Once again, I'm all apologies--this blog has been terribly neglected. This summer I've gotten a fairly decent start on my dissertation draft, written my first journal article, and planned a wedding, so this blog has slipped off my radar again. I've completely missed the boat on reacting to the London 2012 Olympics ceremonies...
Thoughts on the Olympics: Overall a successful event, partially because expectations weren't very high. I think people doubted London could compete with Beijing in terms of being 'spectacular' and overwhelming, so the organisers took a different approach. They didn't go for shock & awe--they went for a presentation of the Best of Britain, and relied heavily on British music to represent UK culture. I saw a mix of comments on Facebook, from foreigners and natives, and many of the positive comments came from people who had studied here and returned home. They expressed a sense of nostalgia for Britain--perfect evidence of educational exchange impact! For my part, I was surprisingly patriotic and sentimental about my adopted country--I got teary-eyed at the start, with the kid soloist singing 'Jerusalem'. I loved the references to Mary Poppins and Harry Potter, and the prominent use of so many Beatles songs in both the opening & closing ceremonies. I thought the celebration of the NHS was an interesting choice, and I wondered how Republicans back in the States reacted to that one, as they vow to repeal Obamacare (which doesn't go nearly as far as true socialized medicine, but they call him a 'socialist' anyway...sigh).
In terms of public diplomacy, I'm not sure that it was a success--but I also doubt that it was supposed to achieve much in the way of public diplomacy.

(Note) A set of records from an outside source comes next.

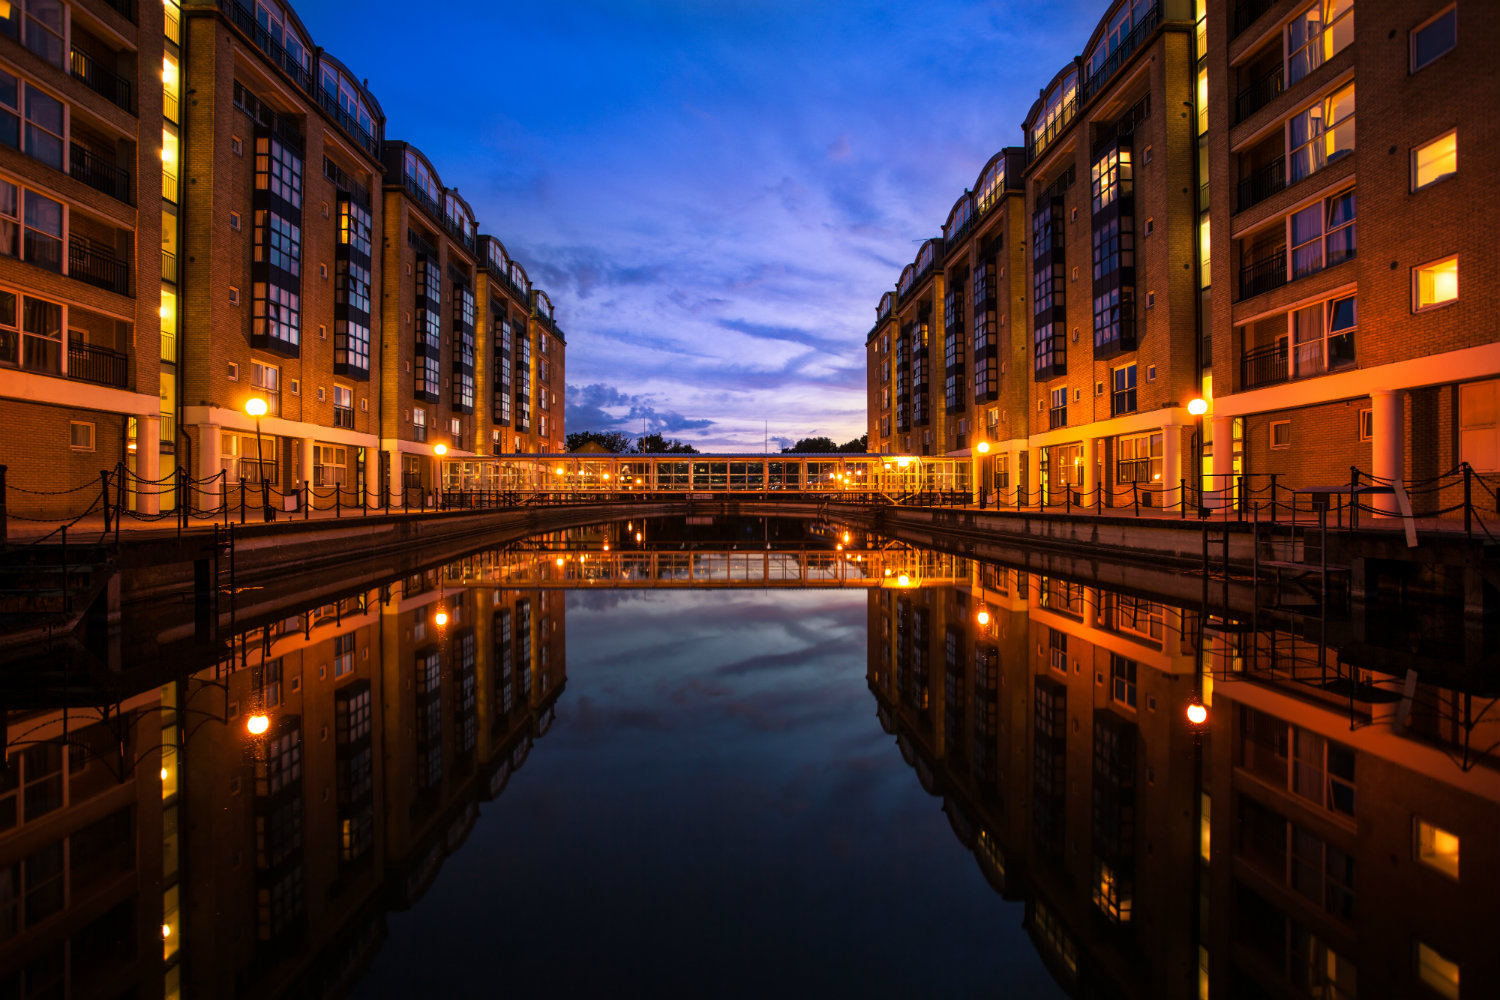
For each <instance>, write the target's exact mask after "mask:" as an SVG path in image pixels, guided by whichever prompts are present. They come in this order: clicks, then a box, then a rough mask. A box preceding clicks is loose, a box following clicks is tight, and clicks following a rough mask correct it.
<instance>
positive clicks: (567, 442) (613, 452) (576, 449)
mask: <svg viewBox="0 0 1500 1000" xmlns="http://www.w3.org/2000/svg"><path fill="white" fill-rule="evenodd" d="M586 444H597V445H598V447H601V448H604V450H606V451H610V453H613V454H624V453H625V451H630V447H631V444H634V442H633V441H631V438H630V435H627V433H625V432H622V430H574V432H573V433H570V435H568V436H567V450H568V451H577V450H579V448H582V447H583V445H586Z"/></svg>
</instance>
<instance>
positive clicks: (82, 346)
mask: <svg viewBox="0 0 1500 1000" xmlns="http://www.w3.org/2000/svg"><path fill="white" fill-rule="evenodd" d="M127 370H129V360H127V358H126V357H124V355H123V354H120V352H118V351H111V349H110V348H101V346H96V345H92V343H81V342H78V340H71V342H69V343H68V378H71V379H77V381H80V382H93V384H95V385H113V387H114V388H124V385H126V375H127Z"/></svg>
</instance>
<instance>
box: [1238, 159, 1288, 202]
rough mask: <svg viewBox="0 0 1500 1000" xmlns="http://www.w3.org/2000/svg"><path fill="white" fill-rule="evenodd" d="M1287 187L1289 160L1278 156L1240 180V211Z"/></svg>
mask: <svg viewBox="0 0 1500 1000" xmlns="http://www.w3.org/2000/svg"><path fill="white" fill-rule="evenodd" d="M1286 186H1287V159H1286V157H1284V156H1278V157H1277V159H1274V160H1271V162H1269V163H1266V165H1265V166H1259V168H1256V169H1253V171H1251V172H1250V174H1247V175H1245V177H1241V178H1239V201H1238V210H1239V211H1245V208H1250V207H1251V205H1257V204H1260V202H1262V201H1265V199H1266V198H1271V196H1272V195H1274V193H1277V192H1278V190H1281V189H1283V187H1286Z"/></svg>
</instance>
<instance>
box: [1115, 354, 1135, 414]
mask: <svg viewBox="0 0 1500 1000" xmlns="http://www.w3.org/2000/svg"><path fill="white" fill-rule="evenodd" d="M1110 412H1112V414H1113V415H1115V417H1119V415H1121V414H1133V412H1136V366H1134V364H1127V366H1124V367H1118V369H1115V394H1113V399H1112V405H1110Z"/></svg>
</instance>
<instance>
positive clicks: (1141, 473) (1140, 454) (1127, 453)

This summer seems to be all about Britain, with the focus on the Jubilee, the Euros, and Team GB. In my 5 years here, I've never seen much in the way of patriotism--at least not in the way you see it in the States, with flags and t-shirts to express your pride--but now, Union Jack paraphernalia is everywhere. Looking at some of the references used, I think the ceremonies may have had more meaning for Brits than for the rest of the world. But I don't think that's necessarily a bad thing. The domestic political situation has been messy for 2 years now, the economy has been struggling for even longer--so maybe turning inwards and celebrating British culture is a way of coping. 'We might be divided by politics and money and class, but we all love the Beatles, right? Remember the Spice Girls, they were good, too? And British comedy is great, isn't it? Let's get Eric Idle in to cheer us all up!'
To sum it all up, the ceremonies changed my mind a bit about the use of the Olympics as a public diplomacy tool. They represented Britain well, of course, but I don't think they were overly concerned with the reaction of foreign publics--at least not as self-consciously as China and Canada have been in the past two Olympics.